At the faculty of mathematics study $40$ boys and $10$ girls. Every girl acquaintance with all boys, who older than her, or tall(higher) than her. Prove that there exist two boys such that the sets of acquainted-girls of the boys are same.
Problem
Source:
Tags: combinatorics proposed, combinatorics
R8450932
12.02.2018 18:52
Any solution? Generally what ideas can be used in this kind of problems? Does anyone know similar problems?
Bad_Math
12.02.2018 22:53
This seems like a Dirichlet's (Pigeonhole) Principle problem. We might be able to prove that there can only exist 39 boys so that each of their girl-sets is different, so two of them must have the same one. If you just google I am sure you can find problems on this.
R8450932
12.02.2018 23:26
Bad_Math wrote:
This seems like a Dirichlet's (Pigeonhole) Principle problem. We might be able to prove that there can only exist 39 boys so that each of their girl-sets is different, so two of them must have the same one. If you just google I am sure you can find problems on this.
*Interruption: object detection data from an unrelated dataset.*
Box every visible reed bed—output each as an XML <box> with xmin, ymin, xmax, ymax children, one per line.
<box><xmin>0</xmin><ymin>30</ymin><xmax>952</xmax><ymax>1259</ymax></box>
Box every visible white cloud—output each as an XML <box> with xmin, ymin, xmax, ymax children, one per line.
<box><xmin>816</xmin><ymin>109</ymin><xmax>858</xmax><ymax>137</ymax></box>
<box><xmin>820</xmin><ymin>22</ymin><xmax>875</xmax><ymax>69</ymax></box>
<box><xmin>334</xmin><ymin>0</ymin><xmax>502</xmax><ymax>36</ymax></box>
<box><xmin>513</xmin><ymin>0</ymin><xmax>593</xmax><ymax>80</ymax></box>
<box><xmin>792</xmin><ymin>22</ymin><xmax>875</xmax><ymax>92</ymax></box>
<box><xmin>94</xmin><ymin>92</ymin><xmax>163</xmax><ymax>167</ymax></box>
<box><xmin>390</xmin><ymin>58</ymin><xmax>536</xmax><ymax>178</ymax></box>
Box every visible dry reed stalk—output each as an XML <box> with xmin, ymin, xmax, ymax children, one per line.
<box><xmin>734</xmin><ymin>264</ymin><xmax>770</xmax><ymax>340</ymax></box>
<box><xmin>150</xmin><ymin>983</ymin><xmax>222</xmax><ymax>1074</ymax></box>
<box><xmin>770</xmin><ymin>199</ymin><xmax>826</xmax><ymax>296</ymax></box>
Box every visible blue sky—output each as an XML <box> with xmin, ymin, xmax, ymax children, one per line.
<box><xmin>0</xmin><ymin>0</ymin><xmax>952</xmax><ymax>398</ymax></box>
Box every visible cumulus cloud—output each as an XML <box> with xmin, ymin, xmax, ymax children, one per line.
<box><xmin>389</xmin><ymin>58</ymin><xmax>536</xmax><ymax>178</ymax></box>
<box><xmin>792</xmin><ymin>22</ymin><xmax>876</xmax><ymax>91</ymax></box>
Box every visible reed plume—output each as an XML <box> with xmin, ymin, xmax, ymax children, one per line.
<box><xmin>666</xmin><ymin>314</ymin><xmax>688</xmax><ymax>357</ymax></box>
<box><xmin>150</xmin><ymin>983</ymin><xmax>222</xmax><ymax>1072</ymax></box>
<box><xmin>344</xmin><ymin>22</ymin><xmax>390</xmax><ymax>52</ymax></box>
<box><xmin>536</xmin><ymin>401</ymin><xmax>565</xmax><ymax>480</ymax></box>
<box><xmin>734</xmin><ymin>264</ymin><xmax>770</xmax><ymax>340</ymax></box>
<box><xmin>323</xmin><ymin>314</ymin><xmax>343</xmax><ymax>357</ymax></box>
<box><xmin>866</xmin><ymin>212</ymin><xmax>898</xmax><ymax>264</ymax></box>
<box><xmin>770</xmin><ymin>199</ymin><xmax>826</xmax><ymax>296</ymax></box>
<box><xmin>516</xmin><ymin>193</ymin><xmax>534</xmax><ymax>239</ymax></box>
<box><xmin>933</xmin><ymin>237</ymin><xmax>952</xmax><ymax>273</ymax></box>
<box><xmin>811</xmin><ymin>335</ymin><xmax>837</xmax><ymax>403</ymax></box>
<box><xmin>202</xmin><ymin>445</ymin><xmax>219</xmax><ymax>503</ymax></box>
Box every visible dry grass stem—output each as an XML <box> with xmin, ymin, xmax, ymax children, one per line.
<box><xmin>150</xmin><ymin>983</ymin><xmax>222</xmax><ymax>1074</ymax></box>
Hmm İ am not sure how it works ad I would not say Pigeonhole easily destroys Russian problem
ColaTurka_2
26.06.2018 06:05
I tried Pigeonhole on the problem. Supposedly we have to ensure that there is less than 40 boxes there. But I got 56 boxes if the girls is set ascending in age but descended in the order of height.
akhan98
20.01.2022 11:35
Consider girls with tallness x, age y on 2d coordinate plane. Then if she is friend with everyone taller, that is all boys in the right half plane from her (let's say there are k of those girls). Similarly if she is friend with everyone older than her it is upper half of the plane (l of those girls). So we have k vertical and l horizontal lines dividing our plane into (k + 1) * (l + 1) regions, given l + k = 10, maximum value is 36 regions. Thus two guys will fall into the same region, which will ensure they are friends with the same set of girls.